Mr. Maurice Browne, director of the Chicago Little Theatre, offers to produce, during the season of 1913-14, the best play in verse published in, or submitted to, Poetry during its first year; provided that it may be adequately presented under the requirements and limitations of his stage.
We are fortunate in being able, through the courtesy of the Houghton-Mifflin Co., to offer our readers a poem, hitherto unprinted, from advance sheets of the complete works of the late William Vaughan Moody, which will be published in November. The lamentable death of this poet two years ago in the early prime of his great powers was a calamity to literature. It is fitting that the first number of a magazine published in the city where for years he wrote and taught, should contain an important poem from his hand.

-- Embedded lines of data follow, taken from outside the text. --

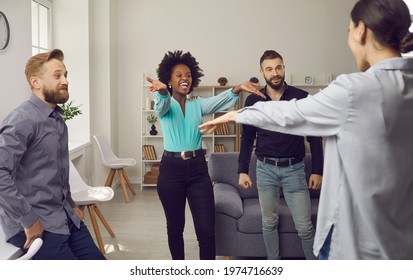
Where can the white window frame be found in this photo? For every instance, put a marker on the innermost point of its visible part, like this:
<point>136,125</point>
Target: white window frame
<point>37,48</point>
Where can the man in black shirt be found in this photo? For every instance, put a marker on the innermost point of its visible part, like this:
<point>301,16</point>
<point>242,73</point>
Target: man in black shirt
<point>280,163</point>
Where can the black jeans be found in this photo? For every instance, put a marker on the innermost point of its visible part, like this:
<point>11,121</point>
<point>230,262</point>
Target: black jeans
<point>178,181</point>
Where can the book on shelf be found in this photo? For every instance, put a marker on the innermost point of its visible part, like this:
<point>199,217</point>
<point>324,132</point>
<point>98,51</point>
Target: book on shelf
<point>219,148</point>
<point>222,130</point>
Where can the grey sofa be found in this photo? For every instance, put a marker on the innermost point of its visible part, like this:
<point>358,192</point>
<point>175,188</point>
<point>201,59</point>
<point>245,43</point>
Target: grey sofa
<point>238,216</point>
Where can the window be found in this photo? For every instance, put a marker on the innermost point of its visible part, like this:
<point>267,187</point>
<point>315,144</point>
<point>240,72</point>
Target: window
<point>41,26</point>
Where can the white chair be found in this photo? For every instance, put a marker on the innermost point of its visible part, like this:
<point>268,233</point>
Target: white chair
<point>88,196</point>
<point>37,243</point>
<point>110,160</point>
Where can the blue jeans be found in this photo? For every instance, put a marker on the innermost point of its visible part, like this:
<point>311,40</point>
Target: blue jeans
<point>291,180</point>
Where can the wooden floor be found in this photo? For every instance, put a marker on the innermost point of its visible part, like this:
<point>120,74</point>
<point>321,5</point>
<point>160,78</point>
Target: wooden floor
<point>140,228</point>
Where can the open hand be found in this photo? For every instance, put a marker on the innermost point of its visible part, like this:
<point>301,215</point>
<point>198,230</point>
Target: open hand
<point>314,183</point>
<point>33,232</point>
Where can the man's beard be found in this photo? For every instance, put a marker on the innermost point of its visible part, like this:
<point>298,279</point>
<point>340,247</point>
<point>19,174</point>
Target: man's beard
<point>275,86</point>
<point>55,96</point>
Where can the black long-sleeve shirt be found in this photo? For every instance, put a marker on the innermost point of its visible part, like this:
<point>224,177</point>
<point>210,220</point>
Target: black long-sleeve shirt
<point>276,144</point>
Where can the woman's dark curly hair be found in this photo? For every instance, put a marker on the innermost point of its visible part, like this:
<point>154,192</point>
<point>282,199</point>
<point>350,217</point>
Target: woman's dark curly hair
<point>174,58</point>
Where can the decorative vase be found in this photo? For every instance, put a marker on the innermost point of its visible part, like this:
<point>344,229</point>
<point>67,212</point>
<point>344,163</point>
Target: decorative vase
<point>153,130</point>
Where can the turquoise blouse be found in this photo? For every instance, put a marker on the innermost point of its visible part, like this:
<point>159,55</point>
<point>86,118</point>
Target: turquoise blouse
<point>181,132</point>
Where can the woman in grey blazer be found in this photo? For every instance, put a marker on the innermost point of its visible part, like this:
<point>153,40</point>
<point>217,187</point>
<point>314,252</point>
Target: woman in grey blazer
<point>367,118</point>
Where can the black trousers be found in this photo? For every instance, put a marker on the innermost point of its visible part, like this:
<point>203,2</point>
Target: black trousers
<point>180,180</point>
<point>79,245</point>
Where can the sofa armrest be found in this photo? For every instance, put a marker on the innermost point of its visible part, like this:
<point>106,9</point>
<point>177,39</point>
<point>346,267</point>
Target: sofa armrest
<point>227,200</point>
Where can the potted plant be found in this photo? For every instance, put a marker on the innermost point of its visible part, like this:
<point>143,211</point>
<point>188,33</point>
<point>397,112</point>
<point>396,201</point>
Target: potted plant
<point>152,119</point>
<point>70,111</point>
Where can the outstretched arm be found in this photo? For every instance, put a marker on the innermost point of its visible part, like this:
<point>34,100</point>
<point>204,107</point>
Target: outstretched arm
<point>211,126</point>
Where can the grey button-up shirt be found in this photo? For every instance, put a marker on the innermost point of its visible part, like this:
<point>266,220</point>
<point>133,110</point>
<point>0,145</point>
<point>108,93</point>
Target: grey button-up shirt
<point>34,170</point>
<point>367,191</point>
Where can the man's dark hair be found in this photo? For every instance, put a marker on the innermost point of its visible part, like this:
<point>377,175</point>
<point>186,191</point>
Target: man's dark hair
<point>171,59</point>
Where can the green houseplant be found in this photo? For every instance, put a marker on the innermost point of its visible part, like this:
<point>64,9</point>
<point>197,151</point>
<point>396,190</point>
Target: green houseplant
<point>70,111</point>
<point>152,119</point>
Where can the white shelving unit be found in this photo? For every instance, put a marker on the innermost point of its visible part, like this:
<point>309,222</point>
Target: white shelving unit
<point>230,141</point>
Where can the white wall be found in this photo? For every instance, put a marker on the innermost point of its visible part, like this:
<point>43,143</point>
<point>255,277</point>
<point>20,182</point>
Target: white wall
<point>227,38</point>
<point>14,88</point>
<point>71,35</point>
<point>108,44</point>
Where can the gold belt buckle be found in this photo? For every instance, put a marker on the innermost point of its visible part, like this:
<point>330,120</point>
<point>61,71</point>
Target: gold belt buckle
<point>186,158</point>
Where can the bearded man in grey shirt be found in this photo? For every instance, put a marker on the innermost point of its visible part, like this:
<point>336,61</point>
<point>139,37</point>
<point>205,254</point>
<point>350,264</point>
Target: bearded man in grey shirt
<point>35,199</point>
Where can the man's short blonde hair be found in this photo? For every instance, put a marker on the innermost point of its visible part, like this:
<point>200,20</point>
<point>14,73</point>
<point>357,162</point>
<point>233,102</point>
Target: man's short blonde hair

Mr. Ezra Pound, the young Philadelphia poet whose recent distinguished success in London led to wide recognition in his own country, authorizes the statement that at present such of his poetic work as receives magazine publication in America will appear exclusively in Poetry. That discriminating London publisher, Mr. Elkin Mathews, "discovered" this young poet from over seas, and published "Personae," "Exultations" and "Canzoniere," three small volumes of verse from which a selection has been reprinted by the Houghton-Mifflin Co. under the title "Provença." Mr. Pound's latest work is a translation from the Italian of "Sonnets and Ballate," by Guido Cavalcanti.
Mr. Arthur Davison Ficke, another contributor, is a graduate of Harvard, who studied law and entered his father's office in Davenport, Iowa. He is the author of "The Happy Princess" and "The Breaking of Bonds," and a contributor to leading magazines. An early number of Poetry will be devoted exclusively to Mr. Ficke's work.

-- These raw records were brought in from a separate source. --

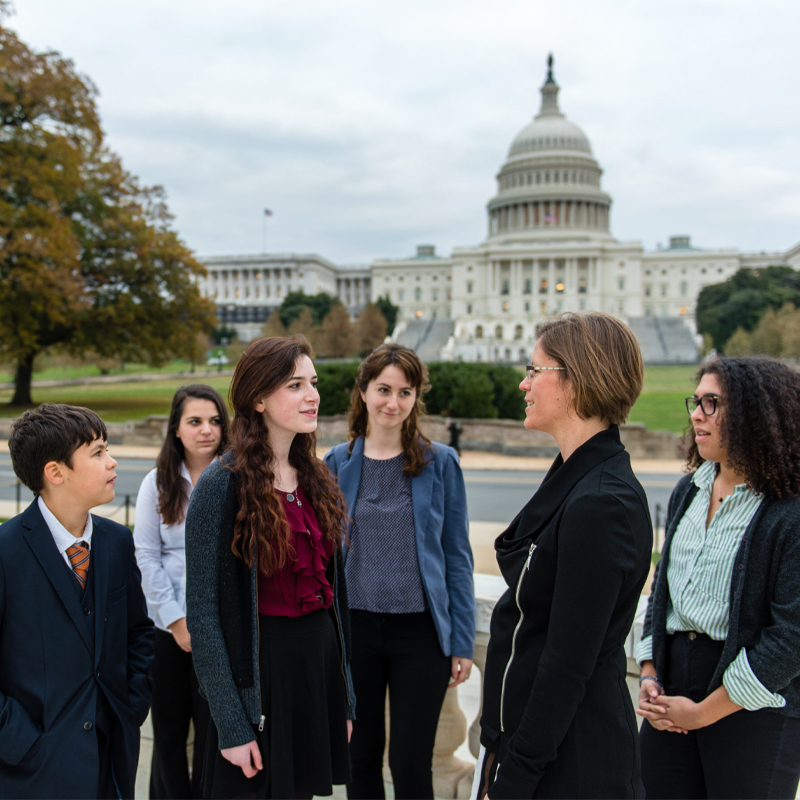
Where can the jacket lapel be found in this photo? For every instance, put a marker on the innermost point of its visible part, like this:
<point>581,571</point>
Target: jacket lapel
<point>421,492</point>
<point>349,477</point>
<point>560,480</point>
<point>40,540</point>
<point>100,557</point>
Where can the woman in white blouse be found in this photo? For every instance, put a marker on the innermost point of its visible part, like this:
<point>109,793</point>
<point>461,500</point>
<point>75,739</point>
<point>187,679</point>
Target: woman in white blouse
<point>197,433</point>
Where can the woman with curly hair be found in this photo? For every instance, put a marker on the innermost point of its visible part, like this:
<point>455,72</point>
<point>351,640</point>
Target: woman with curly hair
<point>267,607</point>
<point>409,573</point>
<point>197,433</point>
<point>720,653</point>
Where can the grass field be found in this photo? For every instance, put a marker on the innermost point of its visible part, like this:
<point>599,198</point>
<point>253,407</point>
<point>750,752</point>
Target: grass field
<point>660,406</point>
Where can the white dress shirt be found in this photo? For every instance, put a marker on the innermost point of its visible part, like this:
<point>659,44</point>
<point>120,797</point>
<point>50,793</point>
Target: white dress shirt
<point>61,536</point>
<point>161,554</point>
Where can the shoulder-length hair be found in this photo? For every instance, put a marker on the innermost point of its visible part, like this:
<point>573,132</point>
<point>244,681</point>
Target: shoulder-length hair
<point>416,445</point>
<point>260,524</point>
<point>759,424</point>
<point>173,495</point>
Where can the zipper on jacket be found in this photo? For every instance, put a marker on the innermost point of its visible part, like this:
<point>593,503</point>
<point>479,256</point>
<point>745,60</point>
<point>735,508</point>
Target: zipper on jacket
<point>339,630</point>
<point>516,630</point>
<point>262,718</point>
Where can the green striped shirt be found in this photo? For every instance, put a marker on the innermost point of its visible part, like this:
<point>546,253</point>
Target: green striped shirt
<point>701,564</point>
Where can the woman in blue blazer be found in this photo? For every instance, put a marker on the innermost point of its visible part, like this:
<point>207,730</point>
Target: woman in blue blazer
<point>408,567</point>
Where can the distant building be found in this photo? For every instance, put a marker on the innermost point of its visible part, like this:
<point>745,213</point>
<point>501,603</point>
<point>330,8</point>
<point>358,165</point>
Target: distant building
<point>548,249</point>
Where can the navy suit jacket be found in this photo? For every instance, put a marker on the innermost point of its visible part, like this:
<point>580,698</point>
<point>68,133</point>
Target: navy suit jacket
<point>441,524</point>
<point>50,670</point>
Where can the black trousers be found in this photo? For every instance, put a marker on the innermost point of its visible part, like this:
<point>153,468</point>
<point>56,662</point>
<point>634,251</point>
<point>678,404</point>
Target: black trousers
<point>401,652</point>
<point>748,754</point>
<point>176,701</point>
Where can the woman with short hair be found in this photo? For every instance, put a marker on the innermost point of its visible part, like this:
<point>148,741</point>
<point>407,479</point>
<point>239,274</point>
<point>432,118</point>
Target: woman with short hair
<point>409,573</point>
<point>197,433</point>
<point>557,717</point>
<point>720,653</point>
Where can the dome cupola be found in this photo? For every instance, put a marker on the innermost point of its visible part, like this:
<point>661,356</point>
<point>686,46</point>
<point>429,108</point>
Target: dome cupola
<point>549,186</point>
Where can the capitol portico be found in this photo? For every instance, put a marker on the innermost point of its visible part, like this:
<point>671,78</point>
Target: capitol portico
<point>548,249</point>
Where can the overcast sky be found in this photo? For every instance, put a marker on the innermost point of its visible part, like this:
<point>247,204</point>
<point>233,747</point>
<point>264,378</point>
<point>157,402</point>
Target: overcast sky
<point>371,127</point>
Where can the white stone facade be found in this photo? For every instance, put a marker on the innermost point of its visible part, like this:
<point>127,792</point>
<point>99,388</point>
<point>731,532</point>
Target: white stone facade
<point>548,249</point>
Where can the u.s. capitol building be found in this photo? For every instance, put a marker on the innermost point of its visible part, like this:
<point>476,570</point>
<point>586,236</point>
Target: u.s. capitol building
<point>548,249</point>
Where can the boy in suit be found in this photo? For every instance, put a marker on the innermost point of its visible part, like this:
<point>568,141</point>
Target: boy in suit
<point>75,640</point>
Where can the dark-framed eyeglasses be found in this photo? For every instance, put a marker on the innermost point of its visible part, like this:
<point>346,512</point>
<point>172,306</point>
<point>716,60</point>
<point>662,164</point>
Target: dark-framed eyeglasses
<point>532,370</point>
<point>708,402</point>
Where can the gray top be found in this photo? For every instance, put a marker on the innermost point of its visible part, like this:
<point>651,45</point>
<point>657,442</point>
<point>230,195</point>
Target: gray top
<point>382,567</point>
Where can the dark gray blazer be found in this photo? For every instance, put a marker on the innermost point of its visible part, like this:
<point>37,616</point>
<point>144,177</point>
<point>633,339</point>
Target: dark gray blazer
<point>764,598</point>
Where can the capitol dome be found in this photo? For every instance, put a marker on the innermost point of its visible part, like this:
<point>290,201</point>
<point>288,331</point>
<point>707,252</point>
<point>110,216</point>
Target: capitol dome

Mrs. Roscoe P. Conkling is a resident of the state of New York; a young poet who has contributed to various magazines.
Miss Lorimer is a young English poet resident in Oxford, who will publish her first volume this autumn. The London Poetry Review, in its August number, introduced her with a group of lyrics which were criticized with some asperity in the New Age and praised with equal warmth in other periodicals.